Friday was a great day for league and just to be with the team. Despite missing the dinner with the CS department, going to E-Lanes definitely was worth it. Tot had a really fantastic game, which pulled us through to 3rd place in the league standings. It was our first time to score on each set, and the second week that we garnered 6 points. Moreover, it was just nice to hangout with Tot and Jaki after such a hectic week, and also the rest of the team too.
Going home from E-Lanes, I knew today (Saturday) was going to be loads different. Certain stuff on my mind bothered me already before I slept... and waking up this morning, I started the day awfully with my convo with Mat. I duno what to think of the problem really... I'm not being "martyr", it's just that probably I duno whether I should still go out of my way again... Probably I'm still hurt about stuff... maybe the thought of what happened still gets to me...
Later at Greenvalley, things turned for the worst. I just wanted to throw my ball away... My patience was really low and was so frustrated about bowling... and some other stuff.
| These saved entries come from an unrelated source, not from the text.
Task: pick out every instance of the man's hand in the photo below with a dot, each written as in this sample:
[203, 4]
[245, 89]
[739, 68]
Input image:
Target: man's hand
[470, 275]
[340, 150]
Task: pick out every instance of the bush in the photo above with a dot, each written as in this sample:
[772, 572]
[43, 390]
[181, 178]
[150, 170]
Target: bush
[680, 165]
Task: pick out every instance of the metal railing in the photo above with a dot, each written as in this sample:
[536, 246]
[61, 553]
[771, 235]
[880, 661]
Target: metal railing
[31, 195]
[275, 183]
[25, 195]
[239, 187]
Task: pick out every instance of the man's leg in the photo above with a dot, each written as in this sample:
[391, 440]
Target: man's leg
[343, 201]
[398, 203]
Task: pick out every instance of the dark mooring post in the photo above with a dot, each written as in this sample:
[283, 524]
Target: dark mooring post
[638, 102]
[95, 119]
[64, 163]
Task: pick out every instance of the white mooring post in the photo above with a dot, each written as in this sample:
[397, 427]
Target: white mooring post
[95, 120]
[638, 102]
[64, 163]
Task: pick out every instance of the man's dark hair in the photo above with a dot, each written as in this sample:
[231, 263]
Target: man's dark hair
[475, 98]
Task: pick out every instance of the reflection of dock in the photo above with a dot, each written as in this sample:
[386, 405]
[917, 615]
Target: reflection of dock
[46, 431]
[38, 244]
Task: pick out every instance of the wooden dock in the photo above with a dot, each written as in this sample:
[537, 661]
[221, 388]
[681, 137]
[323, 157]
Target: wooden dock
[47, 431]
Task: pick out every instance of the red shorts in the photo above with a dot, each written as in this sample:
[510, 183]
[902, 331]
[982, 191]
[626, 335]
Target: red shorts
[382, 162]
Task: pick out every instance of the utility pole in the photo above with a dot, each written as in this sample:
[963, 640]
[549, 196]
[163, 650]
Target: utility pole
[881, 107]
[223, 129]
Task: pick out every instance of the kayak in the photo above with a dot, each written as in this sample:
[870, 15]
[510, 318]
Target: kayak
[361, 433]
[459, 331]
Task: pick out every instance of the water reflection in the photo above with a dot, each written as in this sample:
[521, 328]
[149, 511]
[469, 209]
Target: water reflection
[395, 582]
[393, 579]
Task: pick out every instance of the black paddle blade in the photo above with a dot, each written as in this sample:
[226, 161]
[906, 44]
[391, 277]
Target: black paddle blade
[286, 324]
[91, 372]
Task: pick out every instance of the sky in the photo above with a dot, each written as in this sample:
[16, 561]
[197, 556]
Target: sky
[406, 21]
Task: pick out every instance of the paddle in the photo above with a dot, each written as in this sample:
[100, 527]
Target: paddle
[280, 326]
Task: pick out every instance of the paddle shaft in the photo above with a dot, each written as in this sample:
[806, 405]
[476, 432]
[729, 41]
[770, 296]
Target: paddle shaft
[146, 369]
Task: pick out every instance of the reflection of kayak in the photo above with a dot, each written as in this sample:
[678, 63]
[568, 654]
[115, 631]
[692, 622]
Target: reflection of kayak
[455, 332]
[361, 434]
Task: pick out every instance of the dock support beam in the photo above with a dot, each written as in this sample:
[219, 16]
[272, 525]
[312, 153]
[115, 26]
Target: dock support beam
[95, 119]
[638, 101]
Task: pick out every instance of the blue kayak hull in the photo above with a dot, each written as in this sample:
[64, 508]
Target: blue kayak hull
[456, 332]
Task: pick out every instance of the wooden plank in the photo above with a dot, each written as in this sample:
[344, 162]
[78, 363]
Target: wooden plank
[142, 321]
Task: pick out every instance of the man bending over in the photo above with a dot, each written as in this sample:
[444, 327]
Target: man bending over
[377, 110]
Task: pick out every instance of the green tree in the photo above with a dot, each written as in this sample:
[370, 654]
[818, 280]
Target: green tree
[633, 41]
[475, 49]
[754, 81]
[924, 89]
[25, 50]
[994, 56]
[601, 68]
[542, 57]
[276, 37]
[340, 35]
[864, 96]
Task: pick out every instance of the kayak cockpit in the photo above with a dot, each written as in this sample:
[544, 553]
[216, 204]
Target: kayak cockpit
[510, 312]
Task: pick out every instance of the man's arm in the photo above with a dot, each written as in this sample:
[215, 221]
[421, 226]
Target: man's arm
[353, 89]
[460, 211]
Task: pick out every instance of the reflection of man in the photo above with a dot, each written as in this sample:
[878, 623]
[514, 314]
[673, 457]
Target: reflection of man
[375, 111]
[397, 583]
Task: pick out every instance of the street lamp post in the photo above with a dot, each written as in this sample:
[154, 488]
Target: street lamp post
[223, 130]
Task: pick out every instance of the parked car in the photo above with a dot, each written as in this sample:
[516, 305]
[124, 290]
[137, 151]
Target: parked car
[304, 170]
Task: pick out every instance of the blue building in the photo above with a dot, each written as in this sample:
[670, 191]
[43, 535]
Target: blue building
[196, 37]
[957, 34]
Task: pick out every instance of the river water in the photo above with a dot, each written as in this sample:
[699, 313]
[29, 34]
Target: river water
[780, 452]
Maybe I thought bowling would ease all the confusion... but it really didn't help.
And it didn't help as well that shoti was having a bad day too... because it made me feel so useless that I couldn't help... He probably needed time alone, but I sorta felt pushed-away... and since my day was going bonkers just the same... I didn't handle things well again... I wish I could just be better, and stronger for shoti... but sometimes, I need shoti to be there for me too...
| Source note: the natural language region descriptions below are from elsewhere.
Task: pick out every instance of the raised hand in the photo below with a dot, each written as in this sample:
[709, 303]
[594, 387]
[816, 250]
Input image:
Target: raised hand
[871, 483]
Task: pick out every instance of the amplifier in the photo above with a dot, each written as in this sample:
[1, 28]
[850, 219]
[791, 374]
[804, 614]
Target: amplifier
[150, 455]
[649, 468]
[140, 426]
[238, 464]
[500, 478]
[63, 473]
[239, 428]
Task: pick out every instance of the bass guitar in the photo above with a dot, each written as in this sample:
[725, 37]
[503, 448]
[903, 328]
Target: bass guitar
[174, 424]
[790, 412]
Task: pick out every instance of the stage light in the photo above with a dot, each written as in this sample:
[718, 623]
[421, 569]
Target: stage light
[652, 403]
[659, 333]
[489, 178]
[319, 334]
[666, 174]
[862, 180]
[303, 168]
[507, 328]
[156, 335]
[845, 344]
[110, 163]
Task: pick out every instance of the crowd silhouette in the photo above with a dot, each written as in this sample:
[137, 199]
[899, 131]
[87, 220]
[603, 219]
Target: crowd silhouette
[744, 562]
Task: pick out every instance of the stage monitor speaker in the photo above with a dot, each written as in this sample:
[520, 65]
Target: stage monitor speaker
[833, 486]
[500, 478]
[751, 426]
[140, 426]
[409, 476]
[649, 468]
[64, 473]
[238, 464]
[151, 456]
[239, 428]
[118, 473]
I duno but today the worst feeling I had was when I felt that people are just there when they need me... need me for school, for help, for this and that.... I really don't count the times that I help but maybe sometimes I'm afraid that's all that I'm about... helping people? Being liked because I help a lot? That friendship with people revolve around the help I give, and without that... I'll just be forgotten...
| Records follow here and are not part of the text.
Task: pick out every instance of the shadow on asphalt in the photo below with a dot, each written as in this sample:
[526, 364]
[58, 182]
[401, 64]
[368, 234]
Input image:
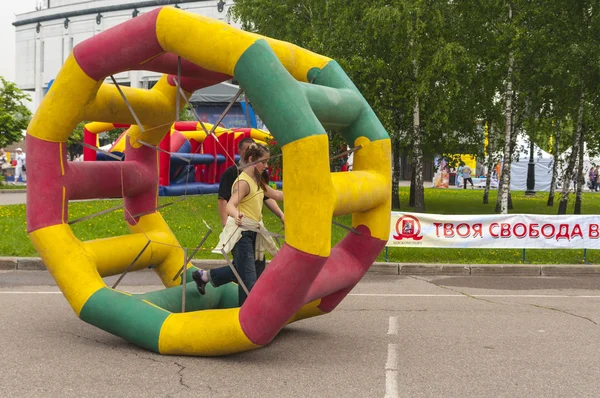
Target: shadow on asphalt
[520, 282]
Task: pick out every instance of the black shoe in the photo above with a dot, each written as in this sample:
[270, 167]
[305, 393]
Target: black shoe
[200, 284]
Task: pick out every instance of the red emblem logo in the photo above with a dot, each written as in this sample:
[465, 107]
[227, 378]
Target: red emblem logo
[408, 227]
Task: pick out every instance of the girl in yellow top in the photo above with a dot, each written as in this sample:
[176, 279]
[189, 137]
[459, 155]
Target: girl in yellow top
[244, 210]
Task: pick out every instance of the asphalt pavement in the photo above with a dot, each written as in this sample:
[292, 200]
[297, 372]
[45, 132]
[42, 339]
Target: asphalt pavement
[393, 336]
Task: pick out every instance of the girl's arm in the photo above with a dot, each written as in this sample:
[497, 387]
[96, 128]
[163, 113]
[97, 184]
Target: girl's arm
[274, 194]
[238, 192]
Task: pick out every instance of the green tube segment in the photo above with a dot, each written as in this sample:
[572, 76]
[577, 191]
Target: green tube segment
[225, 296]
[124, 316]
[367, 124]
[335, 109]
[276, 95]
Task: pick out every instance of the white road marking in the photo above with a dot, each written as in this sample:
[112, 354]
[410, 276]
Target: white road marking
[393, 326]
[472, 295]
[30, 292]
[391, 372]
[393, 295]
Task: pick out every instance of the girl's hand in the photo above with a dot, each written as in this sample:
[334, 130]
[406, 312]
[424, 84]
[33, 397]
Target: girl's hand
[238, 219]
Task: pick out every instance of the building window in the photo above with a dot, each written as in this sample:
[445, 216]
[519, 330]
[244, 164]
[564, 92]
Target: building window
[42, 57]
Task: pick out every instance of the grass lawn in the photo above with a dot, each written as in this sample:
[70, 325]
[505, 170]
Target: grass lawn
[185, 219]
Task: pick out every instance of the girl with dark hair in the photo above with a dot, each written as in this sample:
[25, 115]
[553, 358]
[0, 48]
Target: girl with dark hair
[242, 234]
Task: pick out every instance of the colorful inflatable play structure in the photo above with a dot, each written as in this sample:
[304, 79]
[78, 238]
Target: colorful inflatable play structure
[191, 161]
[297, 94]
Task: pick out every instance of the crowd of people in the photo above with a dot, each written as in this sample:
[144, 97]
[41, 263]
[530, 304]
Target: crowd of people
[16, 164]
[594, 178]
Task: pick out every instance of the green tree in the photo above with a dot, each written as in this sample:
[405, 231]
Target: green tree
[14, 115]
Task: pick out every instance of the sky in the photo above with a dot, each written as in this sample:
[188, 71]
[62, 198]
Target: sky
[8, 10]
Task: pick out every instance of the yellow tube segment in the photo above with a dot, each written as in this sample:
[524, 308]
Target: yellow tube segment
[99, 127]
[206, 333]
[183, 33]
[168, 268]
[260, 135]
[359, 191]
[375, 157]
[56, 116]
[113, 262]
[198, 136]
[69, 263]
[310, 196]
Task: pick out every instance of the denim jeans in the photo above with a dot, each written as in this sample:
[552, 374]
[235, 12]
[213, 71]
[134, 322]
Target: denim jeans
[244, 263]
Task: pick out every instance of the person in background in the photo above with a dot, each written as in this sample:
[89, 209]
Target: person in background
[243, 233]
[3, 161]
[459, 174]
[593, 176]
[20, 168]
[226, 183]
[466, 172]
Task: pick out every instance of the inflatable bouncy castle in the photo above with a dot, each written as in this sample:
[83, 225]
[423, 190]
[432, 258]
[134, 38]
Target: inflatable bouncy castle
[191, 161]
[296, 93]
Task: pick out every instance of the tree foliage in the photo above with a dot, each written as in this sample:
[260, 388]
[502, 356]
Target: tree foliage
[449, 67]
[14, 115]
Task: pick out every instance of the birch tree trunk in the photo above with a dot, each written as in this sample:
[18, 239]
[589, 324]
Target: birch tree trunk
[568, 177]
[490, 163]
[555, 148]
[418, 160]
[580, 175]
[396, 156]
[502, 202]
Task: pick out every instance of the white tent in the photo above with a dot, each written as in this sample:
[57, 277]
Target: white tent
[588, 162]
[543, 167]
[518, 170]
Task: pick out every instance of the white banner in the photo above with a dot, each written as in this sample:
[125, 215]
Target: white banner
[512, 231]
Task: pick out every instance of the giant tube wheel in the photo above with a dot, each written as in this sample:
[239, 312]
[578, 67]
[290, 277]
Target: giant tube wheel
[306, 278]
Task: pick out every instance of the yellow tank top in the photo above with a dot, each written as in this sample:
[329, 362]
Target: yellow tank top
[251, 205]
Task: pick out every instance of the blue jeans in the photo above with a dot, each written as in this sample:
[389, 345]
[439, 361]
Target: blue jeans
[244, 263]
Lately I just miss hearing "Hey this happened to me" or "I had a great day" or "I'm sad because". I guess I miss friends that can just ask me "How are you feeling? What's the problem?" so that I don't have to go and say "I have a problem." I guess I just miss people who just want to talk or hang-out for no reason at all, and the reason just being that they enjoy my company.
I guess those are my insecurities as of late, and it's quite hard writing about them. But despite that I guess in a big way I also fear losing the helpful side... because maybe without the help I give, or without being nice... I'll just be alone.
P.S.This post is quite personal and if you do read it, please just keep it to yourself.